What about the kids?

Let’s now hope that the alternative method of evaluation will be a fair one for Malaysian students of all backgrounds


WHILE discussions related to Covid-19 and the Movement Control Order (MCO) have revolved mainly around new positive cases and the country’s economy, parents’ immediate concern is their children’s schooling.

Students have been at home since the school holiday, which began on March 14 before the country imposed the movement restriction. While schools are closed indefinitely until normalcy returns, parents remain wary about their children’s health after the MCO.

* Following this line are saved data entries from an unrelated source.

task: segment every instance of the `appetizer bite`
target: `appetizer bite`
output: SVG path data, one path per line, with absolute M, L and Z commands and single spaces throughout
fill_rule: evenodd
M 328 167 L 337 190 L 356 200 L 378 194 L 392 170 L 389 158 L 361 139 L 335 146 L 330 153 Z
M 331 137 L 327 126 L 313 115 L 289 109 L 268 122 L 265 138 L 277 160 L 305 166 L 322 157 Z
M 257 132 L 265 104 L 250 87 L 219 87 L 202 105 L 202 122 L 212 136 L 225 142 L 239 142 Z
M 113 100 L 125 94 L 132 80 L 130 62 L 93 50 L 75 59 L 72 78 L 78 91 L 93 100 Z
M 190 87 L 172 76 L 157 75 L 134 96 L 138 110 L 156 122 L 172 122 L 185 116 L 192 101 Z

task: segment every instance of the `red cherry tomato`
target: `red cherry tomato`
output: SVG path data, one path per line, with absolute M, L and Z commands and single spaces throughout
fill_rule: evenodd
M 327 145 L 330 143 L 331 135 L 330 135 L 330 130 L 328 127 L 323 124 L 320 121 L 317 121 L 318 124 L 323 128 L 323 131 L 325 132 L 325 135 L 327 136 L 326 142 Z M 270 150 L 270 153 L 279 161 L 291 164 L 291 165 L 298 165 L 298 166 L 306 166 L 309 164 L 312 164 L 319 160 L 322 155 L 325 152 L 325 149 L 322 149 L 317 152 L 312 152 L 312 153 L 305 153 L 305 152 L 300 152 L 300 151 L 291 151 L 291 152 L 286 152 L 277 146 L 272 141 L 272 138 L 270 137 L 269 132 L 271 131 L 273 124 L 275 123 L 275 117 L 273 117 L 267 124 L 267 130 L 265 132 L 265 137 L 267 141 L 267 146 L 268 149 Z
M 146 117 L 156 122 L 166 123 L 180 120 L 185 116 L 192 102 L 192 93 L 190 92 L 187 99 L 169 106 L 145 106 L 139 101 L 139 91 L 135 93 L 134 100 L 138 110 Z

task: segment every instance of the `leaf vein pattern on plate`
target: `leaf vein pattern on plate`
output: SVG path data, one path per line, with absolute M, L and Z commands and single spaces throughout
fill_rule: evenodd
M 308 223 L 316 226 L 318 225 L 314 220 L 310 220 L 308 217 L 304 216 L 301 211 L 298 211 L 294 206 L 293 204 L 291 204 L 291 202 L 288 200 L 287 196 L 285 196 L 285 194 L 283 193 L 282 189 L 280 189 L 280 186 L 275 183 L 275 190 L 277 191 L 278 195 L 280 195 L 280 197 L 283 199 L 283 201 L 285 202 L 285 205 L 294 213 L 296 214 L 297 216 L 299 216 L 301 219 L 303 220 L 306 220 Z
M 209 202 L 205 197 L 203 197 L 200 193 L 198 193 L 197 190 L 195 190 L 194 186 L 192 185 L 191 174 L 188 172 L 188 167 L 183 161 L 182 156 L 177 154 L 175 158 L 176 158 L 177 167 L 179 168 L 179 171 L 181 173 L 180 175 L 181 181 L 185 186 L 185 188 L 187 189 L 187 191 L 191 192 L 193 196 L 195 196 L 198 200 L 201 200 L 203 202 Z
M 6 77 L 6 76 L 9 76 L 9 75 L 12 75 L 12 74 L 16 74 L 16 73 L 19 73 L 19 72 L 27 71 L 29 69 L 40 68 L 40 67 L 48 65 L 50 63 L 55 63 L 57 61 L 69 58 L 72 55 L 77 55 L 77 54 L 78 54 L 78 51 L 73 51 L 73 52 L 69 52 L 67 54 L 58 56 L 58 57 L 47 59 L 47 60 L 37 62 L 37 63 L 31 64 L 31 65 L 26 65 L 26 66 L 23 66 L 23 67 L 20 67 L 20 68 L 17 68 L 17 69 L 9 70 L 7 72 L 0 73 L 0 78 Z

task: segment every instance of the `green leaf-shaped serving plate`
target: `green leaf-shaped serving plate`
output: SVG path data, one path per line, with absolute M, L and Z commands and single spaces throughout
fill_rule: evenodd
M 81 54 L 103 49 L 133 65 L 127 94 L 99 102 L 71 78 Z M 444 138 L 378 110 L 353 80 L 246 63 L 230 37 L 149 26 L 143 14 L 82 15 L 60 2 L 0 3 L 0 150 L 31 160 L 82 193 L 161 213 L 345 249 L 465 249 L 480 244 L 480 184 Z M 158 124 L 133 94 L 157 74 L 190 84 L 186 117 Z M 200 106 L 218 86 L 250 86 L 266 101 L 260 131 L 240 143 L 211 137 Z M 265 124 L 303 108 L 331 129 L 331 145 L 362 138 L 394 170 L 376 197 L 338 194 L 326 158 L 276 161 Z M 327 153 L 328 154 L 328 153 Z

Their worries are not unfounded. There are about 423,000 teachers and 4.75 million students at almost 2,500 schools of various types in the country. There are suggestions that schools should be the last to reopen when the MCO is over.

Schools have been told to conduct home-based learning with online classes via Zoom, Google Classroom or Microsoft Team, among others, while there are also educational television (TV) shows like Tutor TV and the newly launched TV Okey.

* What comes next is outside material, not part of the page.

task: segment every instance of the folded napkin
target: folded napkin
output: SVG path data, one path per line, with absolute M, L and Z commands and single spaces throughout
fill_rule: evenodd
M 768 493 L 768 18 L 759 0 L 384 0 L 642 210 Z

However, the biggest issue still lies with inadequate Internet access for many students.

A father of six from Bestari Jaya, Suhaimy Mohamed Sunar, said his children would normally go to their grandmother’s house which has better Internet connection. However, they cannot do that now with the MCO in place.

For his younger children, most school works require printouts, which would be impossible for families that do not have printers at home as printing shops are closed.

There are also parents condemning, even threatening to sue teachers for giving their children too much homework.

“This isn’t true of all teachers,” Suhaimy said, adding that his children are given between 8am and 10am daily to submit their work. The teachers would then return their marks or grades on the same day through parents-teacher WhatsApp groups.

“It is really down to how parents help their kids manage time. Sometime, out of 40 students, only 10 or 12 were graded, meaning that the others had not submitted their work,” he added.

As most parents are working from home, anyway, Suhaimy said the best way is to have both parents and children working at the same time.

Another parent, Adam Rashid from Johor, said while many teachers are diligent in keeping up with their students’ progress at home, a few others would dump a weeks’ worth of homework and were not heard from again.

For the children’s future, both sides need to be more forgiving and understanding as the entire world is “on a global lockdown”. Some people are even calling it World War 3.

Our school teachers were not trained to teach online, while the children need to quickly adapt to a sudden change in schooling style.

Both Suhaimy and Adam lauded the Education Ministry’s (MoE) announcement that this year’s Primary School Achievement Test (UPSR) and Form Three Assessment (PT3) are cancelled.

“I would rather have UPSR postponed or cancelled as the kids would not have enough time to catch up with the syllabus. If they force themselves, it would be very stressful for the students, teachers and parents.

“Learning online and in-person are just not the same. As tuition classes are also on hold, there would be too many things for them to catch up simultaneously, if UPSR (and PT3) were still to be held this year,” Adam said.

Although there will be another method of evaluation to replace the exams, it is safe to say that the MoE’s decision took a lot of burden off many people and children’s shoulders.

Let’s now hope that this alternative method will be a fair one for Malaysian students of all backgrounds and that after the MCO, they can get back on track with their education.

  • Farezza Hanum Rashid is the assistant news editor at The Malaysian Reserve.